In the aforementioned press release Mr. Bianchi said, “Haworth is adapting to today’s changing world by creating solutions for people at work, at home and on the go. Our commercial interiors, lifestyle designs and performance technology businesses have strong foundations and continue to position Haworth for strong shareholder return. The collaboration across these businesses assists our customers as they adapt to a more mobile and collaborative work style.”
Knoll
I realize this is a huge over-simplification, so forgive me. But I see significant similarity between the Herman Miller strategy and the Knoll strategy. Both companies are building on their significant design heritage to expand out of the contract furniture segment, albeit each in its own and somewhat different way.

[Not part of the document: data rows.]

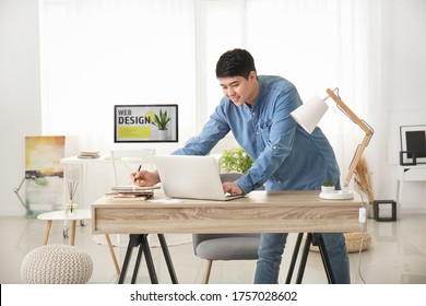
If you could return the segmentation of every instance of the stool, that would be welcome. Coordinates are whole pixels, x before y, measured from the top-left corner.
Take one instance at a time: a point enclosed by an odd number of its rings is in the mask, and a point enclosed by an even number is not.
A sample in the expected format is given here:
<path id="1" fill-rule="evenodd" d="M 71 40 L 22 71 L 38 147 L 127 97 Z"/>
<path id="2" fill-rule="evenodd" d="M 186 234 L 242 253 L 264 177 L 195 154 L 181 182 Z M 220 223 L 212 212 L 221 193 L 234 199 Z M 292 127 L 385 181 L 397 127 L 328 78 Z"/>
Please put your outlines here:
<path id="1" fill-rule="evenodd" d="M 26 284 L 85 284 L 92 272 L 88 254 L 68 245 L 35 248 L 21 264 L 21 279 Z"/>
<path id="2" fill-rule="evenodd" d="M 397 221 L 397 202 L 393 200 L 377 200 L 372 202 L 374 205 L 374 215 L 376 221 Z M 391 207 L 391 215 L 390 216 L 381 216 L 380 215 L 380 207 L 390 205 Z"/>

In 2016 Knoll recorded growth of roughly $60M and 5.45%. Since clearing the billion-dollar hurdle with a $190M growth spurt in 2014, it has sequentially added more volume each year.
Knoll has coined a fitting term for its portfolio of companies, referring to itself as “a constellation of high-design and high-margin brands and capabilities.” The addition of Datesweiser to the constellation in 2016 runs counter to my claim of expanding out of the contract furniture segment, but is a good move to strengthen the company’s offering within that segment; filling a niche that customers should logically expect Knoll to be strong in.
Net sales were $1,164.3 million for the year ended 2016, an increase of 5.4% from 2015. Net sales for the Office reporting segment were $731.3 million, an increase of 6.5%. Interestingly, Knoll reported that its Office segment growth was led by continued growth of its “core systems portfolio.” That’s interesting.
Net sales for the Studio reporting segment were $323.4 million in 2016, an increase of 6.5% led by KnollStudio in North America and Europe. The Coverings reporting segment ended at $109.5 million down 3.6%. KnollTextiles and Edelman declined, offsetting growth in Spinneybeck/FilzFelt.
As we follow Knoll’s results in 2017, I’ll be watching to see what impact the Rockwell Unscripted portfolio has since it represents a significant investment in the sort of “resimercial” product discussed earlier – although in this case the product line might be thought of as more “hospimercial” given the Rockwell Group’s well known strength in hospitality design. It’s my understanding that shipments of Rockwell Unscripted will begin in the second quarter, so we’ll see if it hit the target in the new ways of workplace design.
Others
This piece is limited to the 5 largest furniture manufacturers in the industry, but it’s worth noting that Mohawk Industries, Inc. all by itself may be bigger than the totality of the BIFMA-related furniture manufacturers. The true health of our industry should take flooring, lighting, textiles and other categories into account, so it would appear I have some more research to do.